Para os expostos que tinham a sorte de sobreviver após serem admitidos no orfanato eram entregues à amas de leite, e depois da criação pela referida ama, as crianças passariam para a ama seca até fazerem 7 anos. A partir desta idade passariam para os cuidados outros órgãos públicos municipais, federais ou instituições religiosas até completarem os 18 anos. Durante esse período eram devidamente alfabetizados e aprendiam uma profissão ou um ofício, os meninos mais fortes passavam a trabalhar como aprendizes em diversas oficinas de artesãos, que ofereciam vagas para ajudar o trabalho das ordens religiosas. As meninas e os meninos mais franzinos ou doentes aprendiam trabalhos manuais e muitos deles encaminhados para seguir a vida religiosa. Tanto os meninos como as meninas que tinham dom para as artes, como a música e o canto, eram matriculados para fazer estágios com compositores e maestros famosos para a sua devida preparação artística. Em muitos orfanatos, como por exemplo em Veneza, essas crianças que tinham pendor artístico, depois de serem devidamente educadas e preparadas, se apresentavam publicamente em recitais e o lucro da venda dos bilhetes destinada à manutenção do orfanato que os tinham adotados.

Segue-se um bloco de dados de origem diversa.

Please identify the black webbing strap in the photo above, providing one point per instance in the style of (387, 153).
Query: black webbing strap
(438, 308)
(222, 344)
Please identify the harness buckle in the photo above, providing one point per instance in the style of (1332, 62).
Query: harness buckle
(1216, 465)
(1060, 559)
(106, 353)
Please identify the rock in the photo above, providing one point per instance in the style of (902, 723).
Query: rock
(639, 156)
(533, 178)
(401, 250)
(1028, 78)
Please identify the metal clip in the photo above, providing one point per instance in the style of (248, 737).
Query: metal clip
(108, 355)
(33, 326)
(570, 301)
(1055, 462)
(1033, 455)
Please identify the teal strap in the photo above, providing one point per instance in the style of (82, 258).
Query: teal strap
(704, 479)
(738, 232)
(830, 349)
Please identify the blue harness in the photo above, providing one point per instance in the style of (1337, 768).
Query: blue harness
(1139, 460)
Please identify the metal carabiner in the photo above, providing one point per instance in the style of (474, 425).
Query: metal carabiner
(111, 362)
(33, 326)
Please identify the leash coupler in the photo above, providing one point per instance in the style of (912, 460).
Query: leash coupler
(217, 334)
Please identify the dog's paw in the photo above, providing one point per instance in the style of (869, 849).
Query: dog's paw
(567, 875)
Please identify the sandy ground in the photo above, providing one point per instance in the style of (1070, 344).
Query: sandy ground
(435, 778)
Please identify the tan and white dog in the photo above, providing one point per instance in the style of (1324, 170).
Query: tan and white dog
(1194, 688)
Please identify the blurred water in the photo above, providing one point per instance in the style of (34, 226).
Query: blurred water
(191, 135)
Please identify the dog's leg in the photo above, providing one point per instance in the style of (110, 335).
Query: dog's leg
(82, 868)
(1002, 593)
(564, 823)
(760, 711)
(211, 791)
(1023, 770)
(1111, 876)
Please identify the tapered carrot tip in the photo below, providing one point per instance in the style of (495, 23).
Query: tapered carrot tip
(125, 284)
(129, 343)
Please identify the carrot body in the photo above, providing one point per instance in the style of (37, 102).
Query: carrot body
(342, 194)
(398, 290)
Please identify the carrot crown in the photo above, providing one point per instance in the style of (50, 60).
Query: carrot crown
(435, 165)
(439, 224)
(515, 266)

Na Itália do século XVIII, era comum que os sobrenomes dados às crianças encontradas fossem genéricos e compartilhados com outras crianças na mesma situação. No entanto, em algumas regiões da Itália, havia sobrenomes que eram exclusivos para crianças encontradas ou abandonadas. Aqui estão alguns exemplos:
Trovato - "encontrado"
Esposito - "exposto"
Proietti - "lançado"
Sgariglia - "andarilho"
Troiano - "troiano" (referência a Troia)
Egidi - "filho de Giles"
Voltaggio - "volta à estrada"
Oliva - "azeitona"
Pace - "paz"
De Santis - "do santo"
Diotallevi - "Deus nos ajude"
Acquaroli - "pequena água"
Corazza - "armadura"
De Carolis - "do Carlos"
Dragoni - "dragões"
Genovesi - "de Gênova"
Leone - "leão"
Marcantoni - "Marcos Antônio"
Paci - "paciência"
Pirozzi - "pimenta"
É importante lembrar que esses sobrenomes exclusivos não eram universais na Itália e podem ter sido limitados a certas regiões ou instituições que cuidavam de crianças encontradas. Além disso, muitas vezes esses sobrenomes eram alterados posteriormente à medida que informações adicionais sobre a origem da criança se tornavam conhecidas.